Here’s a few thoughts about presenting intelligence analysis. In a lot of organisations there is a standard template for such matters and variance from that “is not permitted”. But if you can, think beyond those constraints. A good analysis is provided to a decision maker to help him make decisions. It is meant to stimulate action. So there are some generally valid things to bear in mind – whatever the “template’. I would encourage analysts to consider the following factors. Some are them are obvious and cheesy, some of them are hard to achieve.
Listen to what the reader wants in terms of how he wants your stuff presented. Like an intelligence cycle, an analyst needs to be engaged with and understand what the end “user” of his analysis wants. Seek feedback, constantly.
It’s unlikely you will be asked for an essay. Some analysts come straight from an academic training environment where essays are needed and encouraged. But analysis (like a blog!) shouldn’t be an essay. Bullet points work well. There is a real skill involved in distilling the complexity of an essay into half a dozen bullet points. But:
- Make them visible bullet points
- Don’t have too many – 6- 8 maximum
- Keep the sentences within a bullet very short
Graphics and images are great – but they’ve got to be useful. So be careful. If you find you are adding a graph in just to fill space or make the report look nice, you have failed already. If a graphic catches the eye of the reader and draws his attention away from more important stuff, that’s bad.
Sentence length. This is a personal bugbear. If your sentences ramble on with qualifying phrases, you will lose the attention of the reader instantly.
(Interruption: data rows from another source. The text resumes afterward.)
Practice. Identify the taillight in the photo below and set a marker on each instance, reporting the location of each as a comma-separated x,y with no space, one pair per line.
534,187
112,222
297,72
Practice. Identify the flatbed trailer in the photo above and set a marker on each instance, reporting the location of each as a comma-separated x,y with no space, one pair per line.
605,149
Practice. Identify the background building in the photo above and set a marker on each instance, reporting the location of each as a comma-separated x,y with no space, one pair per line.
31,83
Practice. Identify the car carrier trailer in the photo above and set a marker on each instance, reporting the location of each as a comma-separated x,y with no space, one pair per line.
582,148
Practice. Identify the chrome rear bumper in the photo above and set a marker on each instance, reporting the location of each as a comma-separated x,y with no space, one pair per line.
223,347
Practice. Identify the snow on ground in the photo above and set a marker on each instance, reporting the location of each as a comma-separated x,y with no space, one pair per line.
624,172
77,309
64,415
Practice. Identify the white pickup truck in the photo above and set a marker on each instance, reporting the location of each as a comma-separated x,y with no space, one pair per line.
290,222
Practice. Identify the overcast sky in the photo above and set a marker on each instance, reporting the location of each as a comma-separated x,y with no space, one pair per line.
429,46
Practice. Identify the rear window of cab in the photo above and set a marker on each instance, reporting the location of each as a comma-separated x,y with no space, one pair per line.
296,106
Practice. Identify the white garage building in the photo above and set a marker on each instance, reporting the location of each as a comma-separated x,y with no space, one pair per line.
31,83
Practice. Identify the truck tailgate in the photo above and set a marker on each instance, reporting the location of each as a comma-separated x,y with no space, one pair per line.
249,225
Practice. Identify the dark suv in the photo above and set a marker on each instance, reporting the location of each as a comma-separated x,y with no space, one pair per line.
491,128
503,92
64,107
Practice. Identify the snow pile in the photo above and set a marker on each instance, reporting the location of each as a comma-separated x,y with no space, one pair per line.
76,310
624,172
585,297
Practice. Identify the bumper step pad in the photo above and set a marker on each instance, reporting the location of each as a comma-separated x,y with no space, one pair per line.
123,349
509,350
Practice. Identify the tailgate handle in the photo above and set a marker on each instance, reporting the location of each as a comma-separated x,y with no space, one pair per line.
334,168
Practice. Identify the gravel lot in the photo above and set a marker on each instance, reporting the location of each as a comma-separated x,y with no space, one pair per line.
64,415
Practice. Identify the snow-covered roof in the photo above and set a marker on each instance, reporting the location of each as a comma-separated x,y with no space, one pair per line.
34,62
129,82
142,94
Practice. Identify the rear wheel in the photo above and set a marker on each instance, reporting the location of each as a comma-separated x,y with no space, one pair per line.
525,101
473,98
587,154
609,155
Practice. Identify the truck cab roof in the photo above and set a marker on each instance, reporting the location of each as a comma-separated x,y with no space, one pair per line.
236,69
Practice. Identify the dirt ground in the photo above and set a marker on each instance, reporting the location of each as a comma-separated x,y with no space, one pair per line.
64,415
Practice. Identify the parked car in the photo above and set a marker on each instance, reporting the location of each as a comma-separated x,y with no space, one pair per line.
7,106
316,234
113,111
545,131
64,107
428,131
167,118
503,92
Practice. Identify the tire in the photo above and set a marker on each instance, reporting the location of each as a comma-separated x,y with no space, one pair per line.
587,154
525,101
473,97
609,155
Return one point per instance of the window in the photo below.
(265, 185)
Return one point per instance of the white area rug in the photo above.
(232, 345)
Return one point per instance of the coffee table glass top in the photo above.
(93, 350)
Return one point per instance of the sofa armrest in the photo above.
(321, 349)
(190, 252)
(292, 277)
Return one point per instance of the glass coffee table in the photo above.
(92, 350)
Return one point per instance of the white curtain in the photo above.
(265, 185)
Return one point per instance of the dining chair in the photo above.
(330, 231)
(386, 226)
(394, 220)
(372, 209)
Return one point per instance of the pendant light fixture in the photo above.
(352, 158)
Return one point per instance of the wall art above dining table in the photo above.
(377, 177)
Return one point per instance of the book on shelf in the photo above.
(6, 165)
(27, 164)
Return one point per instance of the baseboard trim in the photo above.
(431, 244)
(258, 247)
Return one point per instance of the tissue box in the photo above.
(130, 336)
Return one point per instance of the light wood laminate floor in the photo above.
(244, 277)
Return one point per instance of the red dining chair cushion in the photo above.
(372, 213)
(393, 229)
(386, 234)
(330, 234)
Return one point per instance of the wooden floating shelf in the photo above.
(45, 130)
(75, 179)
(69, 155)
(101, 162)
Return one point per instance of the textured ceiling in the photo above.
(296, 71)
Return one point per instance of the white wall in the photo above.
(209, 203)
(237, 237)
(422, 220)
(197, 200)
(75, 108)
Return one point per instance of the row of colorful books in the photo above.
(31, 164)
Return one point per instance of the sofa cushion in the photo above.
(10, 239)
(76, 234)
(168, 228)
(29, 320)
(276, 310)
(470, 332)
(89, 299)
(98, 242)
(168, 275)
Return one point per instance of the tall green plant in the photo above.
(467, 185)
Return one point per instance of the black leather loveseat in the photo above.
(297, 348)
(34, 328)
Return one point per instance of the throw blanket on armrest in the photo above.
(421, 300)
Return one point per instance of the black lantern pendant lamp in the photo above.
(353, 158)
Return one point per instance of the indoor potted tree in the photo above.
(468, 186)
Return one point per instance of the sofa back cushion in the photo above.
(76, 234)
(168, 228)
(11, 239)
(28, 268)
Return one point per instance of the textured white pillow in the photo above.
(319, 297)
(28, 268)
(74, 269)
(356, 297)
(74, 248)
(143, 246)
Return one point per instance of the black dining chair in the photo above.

Aim for an average sentence length of no more than 14 words. Once you’ve written your piece, go through it carefully. Look for every sentence that’s greater than 20 words and try and break it up. It will lead to a punchier, easier to read report. Your reader will find it easier to digest. Less is more.
The more important the analysis, the more need for a summary of key points. You need to lodge these in the reader’s brain.
Use narrative techniques carefully. By “narrative” I mean a story that explains things, often in a temporal sense. – “He did this, which caused that, then this happened”. A narrative technique is particularly useful for providing the context of a situation They are immensely powerful but the attractiveness of a narrative can hide reality. The brain of the reader will latch on to narratives eagerly. You can present a narrative as bullet points. It doesn’t have to start “once upon a time”.
Use Cues. Underline stuff or make it bold. If appropriate use colour.
This list of thoughts is not by any means exhaustive – free to add your own in the comments. God forbid I come across as a didactic old fool laying down the law on “how it must be done”.